Our older children have their own growing families and time is now shared and our tradition is changing.  I am full of mixed emotions.  I am grateful.  I am rooted in faith.  I miss the days where I didn't know some of things I do now.   Oh, that sweet innocence of childhood is long gone.  Always though, it was and is the Novembers, my steady tradition,  that I continue to choose to reflect with humility, pause to give thanks while I seek a handful of quietness for my soul.

Friday, November 19, 2021

Once upon a time...

 

Once upon a time, there lived a woman whose heart grew quieter with each passing year.  Her voice, once loud and confident, became softer.  She weakened her quest, and she became more introverted looking for her inner self.  She found rest - the kind that only comes with silencing the noise.  She replaced busy days with slow days.   But, her heart remained just as passionate and overflowing of her deeply rooted faith.  She met grief and sees the beauty of each today knowing that tomorrow isn't always promised.  She knows lonely, but is never truly alone.  She feels the pain of others and empathy is now a dear and kindred friend.  Her heart is a messy blessing full of stories of how she learned about love and accepted grace.  And so she writes to spill the overflow like a tea kettle pours a cup of tea.  


Handful of Quietness

I really struggle with introductions.  I don't like attention directly on me;  like I really struggle having my picture taken.  In this day and age, it's not all that safe to share too much, so this needs to feel comforting and cozy, much like a warm blanket offers security.  So while anonymity is not the goal, safety among the world wide web holds the key as I expose the depths of my heart.

 

I'm a wife, mom, and grandma - titles I carry dearly and try not to take them for granted.  My husband is truly my best friend and over the years, I've come to love him that much more, especially for his patience as I still learn to be the wife he deserves.  My children are my joy, and my grandchildren allow me to spoil a little like I cautiously avoided with my own.

 

I'm a homeschooling mom with graduated students, while still yet deep in the trenches with a few more who continue teaching me as I learn beside them.  It's a beautiful balancing act - and the gift of grandchildren now, has made it bittersweet to see my children grown, raising and homeschooling children of their own.

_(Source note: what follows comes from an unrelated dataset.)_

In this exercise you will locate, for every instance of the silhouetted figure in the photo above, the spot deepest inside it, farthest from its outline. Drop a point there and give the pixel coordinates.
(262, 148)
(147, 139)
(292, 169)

I love to read, but not so much for myself, as aloud to my children snuggled up together.  Give me a pile of blankets, a good book, some candle light, and a good storm brewing outside, and I'm in my happy place.


I'm a Bible believer, simply put.  I tend to stay away from main stream commentaries and rely on only the scriptures to speak.  I stumble over and over and seek grace to humble me in this journey as I continue to listen to the Word.    I pray that my work to keep a home and raise our children with faith, will continue among the generations as my mama gifted me, and her mama gifted her, and .... I only hope it was passed along farther than I know.


If all that I am remembered for in this lifetime is keeping a house and raising our children Home to the Father, then I will have had greatest success one can hope for in life.


. . . and so I blow out tonight's candle and hope that I can find the words to become the story that I am called to be.